A Machine Learning Approach to Shear Sonic Log Prediction

Abstract

Abstract A machine learning approach to shear sonic log prediction is demonstrated. The results of this approach were compared to that of an approach based on the Greenberg-Castagna empirical method. This approach is based on supervised machine learning and is implemented in MATLAB. While the Greenberg-Castagna method is an empirical method that attempts to predict shear velocity log from compressional velocity log for various pure and composite lithologies, this approach uses, in addition to compressional velocity log as the main predictor, several other logging measurements as predictors including gamma ray, bulk density, neutron, resistivity, porosity and water saturation logs. A dataset which includes wells with recorded shear velocity logs is used to train and validate the machine learning model. A feature selection process is performed to highlight which of the logs would be good predictors of shear velocity (VS). Various regression models are then trained, and the predicted values compared to the actual for the various models by their root-mean-square errors (RMSE), and the model with the smallest RMSE is chosen. Predictions are then carried out on another well within the dataset, which serves as the validation set.

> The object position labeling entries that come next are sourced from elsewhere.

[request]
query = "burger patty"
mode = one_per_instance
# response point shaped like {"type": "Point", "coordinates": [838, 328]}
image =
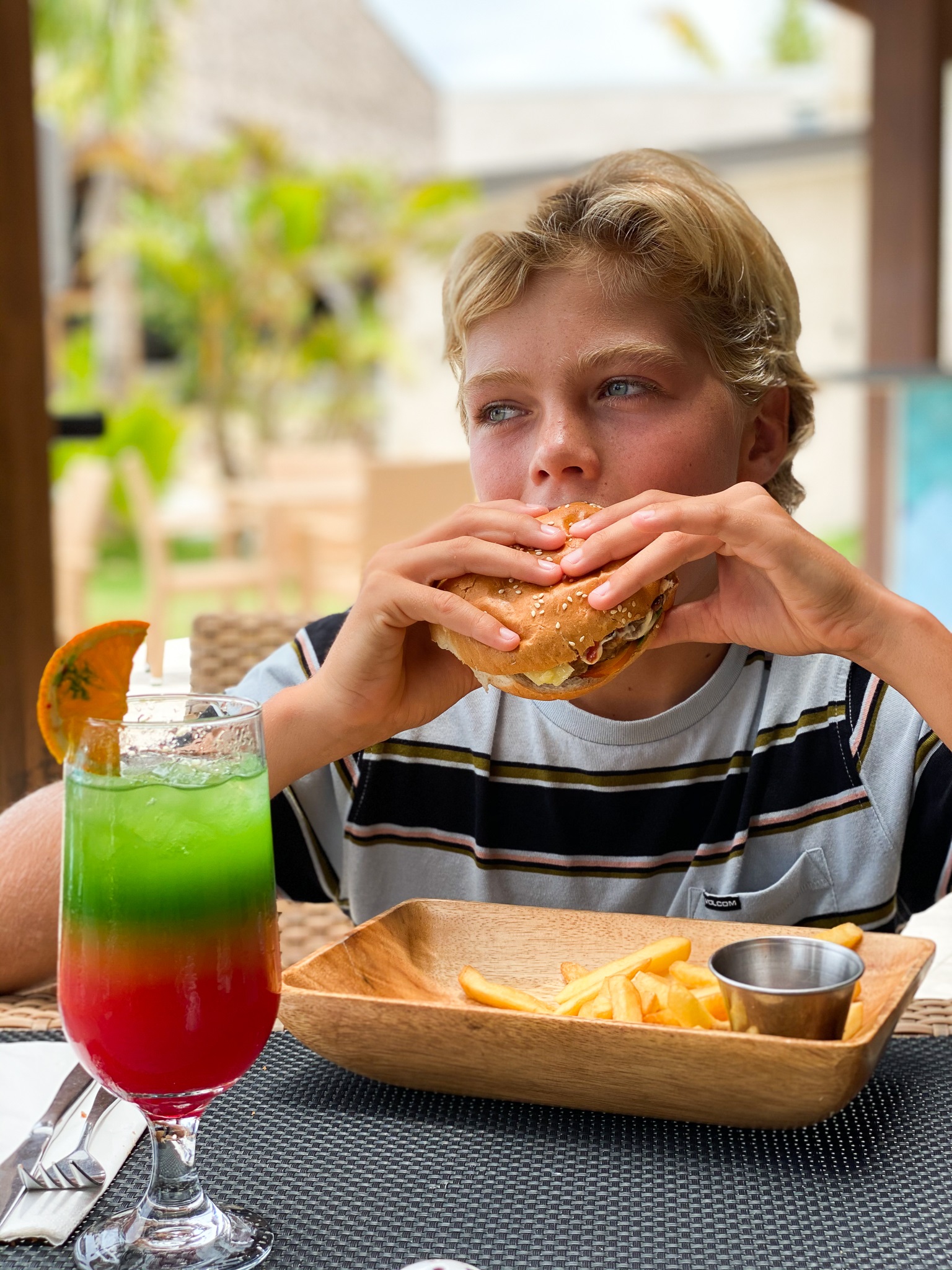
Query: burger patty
{"type": "Point", "coordinates": [612, 644]}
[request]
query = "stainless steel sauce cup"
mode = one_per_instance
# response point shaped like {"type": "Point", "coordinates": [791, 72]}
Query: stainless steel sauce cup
{"type": "Point", "coordinates": [787, 986]}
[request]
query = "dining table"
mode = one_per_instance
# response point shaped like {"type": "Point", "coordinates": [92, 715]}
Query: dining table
{"type": "Point", "coordinates": [358, 1175]}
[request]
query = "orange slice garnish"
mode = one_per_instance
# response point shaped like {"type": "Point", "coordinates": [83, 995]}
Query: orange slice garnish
{"type": "Point", "coordinates": [87, 678]}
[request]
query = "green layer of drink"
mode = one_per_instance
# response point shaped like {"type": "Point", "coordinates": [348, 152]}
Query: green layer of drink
{"type": "Point", "coordinates": [167, 849]}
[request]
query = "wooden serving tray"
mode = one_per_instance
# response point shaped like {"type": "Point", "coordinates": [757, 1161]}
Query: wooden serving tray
{"type": "Point", "coordinates": [385, 1002]}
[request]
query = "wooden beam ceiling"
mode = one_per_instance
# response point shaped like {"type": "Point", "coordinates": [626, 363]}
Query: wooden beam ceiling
{"type": "Point", "coordinates": [25, 571]}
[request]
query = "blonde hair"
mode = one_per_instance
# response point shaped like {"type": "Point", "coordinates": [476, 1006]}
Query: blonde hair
{"type": "Point", "coordinates": [660, 226]}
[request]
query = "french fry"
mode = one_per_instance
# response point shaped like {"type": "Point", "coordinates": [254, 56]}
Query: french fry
{"type": "Point", "coordinates": [499, 995]}
{"type": "Point", "coordinates": [847, 934]}
{"type": "Point", "coordinates": [653, 991]}
{"type": "Point", "coordinates": [664, 1016]}
{"type": "Point", "coordinates": [626, 1001]}
{"type": "Point", "coordinates": [687, 1009]}
{"type": "Point", "coordinates": [659, 956]}
{"type": "Point", "coordinates": [602, 1005]}
{"type": "Point", "coordinates": [571, 970]}
{"type": "Point", "coordinates": [855, 1020]}
{"type": "Point", "coordinates": [587, 990]}
{"type": "Point", "coordinates": [694, 975]}
{"type": "Point", "coordinates": [712, 1001]}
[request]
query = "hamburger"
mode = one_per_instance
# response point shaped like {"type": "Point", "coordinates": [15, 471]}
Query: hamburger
{"type": "Point", "coordinates": [566, 647]}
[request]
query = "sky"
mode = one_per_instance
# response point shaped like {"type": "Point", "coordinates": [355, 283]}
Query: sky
{"type": "Point", "coordinates": [530, 45]}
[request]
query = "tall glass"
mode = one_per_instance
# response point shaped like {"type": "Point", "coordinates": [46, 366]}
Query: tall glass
{"type": "Point", "coordinates": [169, 968]}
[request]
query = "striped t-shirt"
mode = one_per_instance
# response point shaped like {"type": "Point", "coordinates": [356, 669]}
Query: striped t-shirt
{"type": "Point", "coordinates": [787, 789]}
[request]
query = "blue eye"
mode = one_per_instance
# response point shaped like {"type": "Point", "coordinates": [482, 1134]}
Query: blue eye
{"type": "Point", "coordinates": [499, 413]}
{"type": "Point", "coordinates": [624, 388]}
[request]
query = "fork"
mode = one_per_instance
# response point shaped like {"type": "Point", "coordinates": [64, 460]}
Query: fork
{"type": "Point", "coordinates": [77, 1170]}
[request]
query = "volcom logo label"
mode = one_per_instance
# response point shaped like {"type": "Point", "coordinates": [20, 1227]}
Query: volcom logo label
{"type": "Point", "coordinates": [721, 902]}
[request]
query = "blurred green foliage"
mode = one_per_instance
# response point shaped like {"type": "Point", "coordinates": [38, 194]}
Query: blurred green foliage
{"type": "Point", "coordinates": [146, 422]}
{"type": "Point", "coordinates": [260, 273]}
{"type": "Point", "coordinates": [99, 61]}
{"type": "Point", "coordinates": [794, 38]}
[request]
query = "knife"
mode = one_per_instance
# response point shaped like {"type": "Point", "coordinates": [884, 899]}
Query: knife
{"type": "Point", "coordinates": [32, 1147]}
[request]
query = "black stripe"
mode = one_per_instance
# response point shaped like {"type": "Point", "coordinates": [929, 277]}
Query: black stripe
{"type": "Point", "coordinates": [301, 658]}
{"type": "Point", "coordinates": [928, 833]}
{"type": "Point", "coordinates": [324, 869]}
{"type": "Point", "coordinates": [880, 917]}
{"type": "Point", "coordinates": [323, 633]}
{"type": "Point", "coordinates": [294, 869]}
{"type": "Point", "coordinates": [632, 821]}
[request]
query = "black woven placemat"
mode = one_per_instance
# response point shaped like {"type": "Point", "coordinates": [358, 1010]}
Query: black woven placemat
{"type": "Point", "coordinates": [367, 1176]}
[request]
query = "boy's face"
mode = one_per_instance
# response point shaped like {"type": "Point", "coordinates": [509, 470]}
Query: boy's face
{"type": "Point", "coordinates": [573, 395]}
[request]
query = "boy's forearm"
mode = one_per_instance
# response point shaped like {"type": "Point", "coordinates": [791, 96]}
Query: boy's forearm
{"type": "Point", "coordinates": [31, 833]}
{"type": "Point", "coordinates": [302, 732]}
{"type": "Point", "coordinates": [913, 653]}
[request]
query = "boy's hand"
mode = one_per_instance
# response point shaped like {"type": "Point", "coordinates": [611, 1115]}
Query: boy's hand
{"type": "Point", "coordinates": [778, 587]}
{"type": "Point", "coordinates": [384, 673]}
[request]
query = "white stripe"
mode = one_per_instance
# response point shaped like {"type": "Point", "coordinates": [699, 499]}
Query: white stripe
{"type": "Point", "coordinates": [304, 642]}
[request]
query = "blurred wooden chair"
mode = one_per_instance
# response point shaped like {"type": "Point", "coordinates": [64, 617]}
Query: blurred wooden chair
{"type": "Point", "coordinates": [294, 482]}
{"type": "Point", "coordinates": [226, 646]}
{"type": "Point", "coordinates": [79, 505]}
{"type": "Point", "coordinates": [226, 574]}
{"type": "Point", "coordinates": [402, 499]}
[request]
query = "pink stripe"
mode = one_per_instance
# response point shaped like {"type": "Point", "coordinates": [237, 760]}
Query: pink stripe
{"type": "Point", "coordinates": [404, 832]}
{"type": "Point", "coordinates": [810, 808]}
{"type": "Point", "coordinates": [305, 646]}
{"type": "Point", "coordinates": [863, 716]}
{"type": "Point", "coordinates": [942, 889]}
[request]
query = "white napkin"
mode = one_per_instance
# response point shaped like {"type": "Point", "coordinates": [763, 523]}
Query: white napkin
{"type": "Point", "coordinates": [31, 1072]}
{"type": "Point", "coordinates": [936, 923]}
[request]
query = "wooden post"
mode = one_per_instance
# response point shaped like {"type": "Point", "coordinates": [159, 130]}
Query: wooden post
{"type": "Point", "coordinates": [25, 568]}
{"type": "Point", "coordinates": [904, 190]}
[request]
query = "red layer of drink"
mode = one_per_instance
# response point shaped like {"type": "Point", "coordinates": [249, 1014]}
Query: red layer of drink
{"type": "Point", "coordinates": [157, 1016]}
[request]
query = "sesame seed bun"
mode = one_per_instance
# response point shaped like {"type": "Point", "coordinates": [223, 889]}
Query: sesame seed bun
{"type": "Point", "coordinates": [557, 625]}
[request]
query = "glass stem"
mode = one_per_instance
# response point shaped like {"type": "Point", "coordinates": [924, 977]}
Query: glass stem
{"type": "Point", "coordinates": [174, 1189]}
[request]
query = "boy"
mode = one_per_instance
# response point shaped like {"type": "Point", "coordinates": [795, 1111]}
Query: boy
{"type": "Point", "coordinates": [633, 347]}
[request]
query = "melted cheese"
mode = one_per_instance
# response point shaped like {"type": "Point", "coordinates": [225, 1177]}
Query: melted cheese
{"type": "Point", "coordinates": [557, 676]}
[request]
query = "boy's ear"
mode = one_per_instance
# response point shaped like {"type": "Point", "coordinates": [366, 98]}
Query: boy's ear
{"type": "Point", "coordinates": [764, 440]}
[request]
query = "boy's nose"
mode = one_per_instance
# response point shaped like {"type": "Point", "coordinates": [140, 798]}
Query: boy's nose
{"type": "Point", "coordinates": [564, 451]}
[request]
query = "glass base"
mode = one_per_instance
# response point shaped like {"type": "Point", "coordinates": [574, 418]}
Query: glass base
{"type": "Point", "coordinates": [225, 1238]}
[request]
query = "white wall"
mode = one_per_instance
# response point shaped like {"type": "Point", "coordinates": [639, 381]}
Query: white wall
{"type": "Point", "coordinates": [420, 418]}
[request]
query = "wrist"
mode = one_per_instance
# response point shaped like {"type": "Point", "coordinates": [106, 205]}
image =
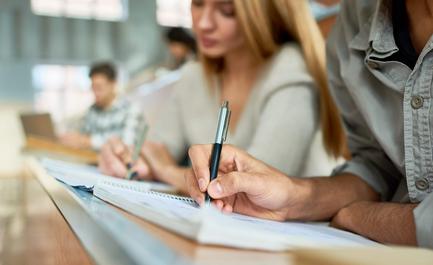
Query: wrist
{"type": "Point", "coordinates": [299, 199]}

The results show improvement in the accuracy of the predictions over the linear regression model based on the Greenberg-Castagna method, as measured by the RMSE. The case study also demonstrates the potential of carrying out shear sonic log prediction in hydrocarbon-bearing intervals, which is a limitation of the Greenberg-Castagna method which only works in brine-saturated rocks. This approach would provide improved accuracy where shear sonic logs are absent and need to be predicted for geomechanics, rock physics and other applications. This is particularly important in older fields where shear sonic logs were never acquired in the older wells.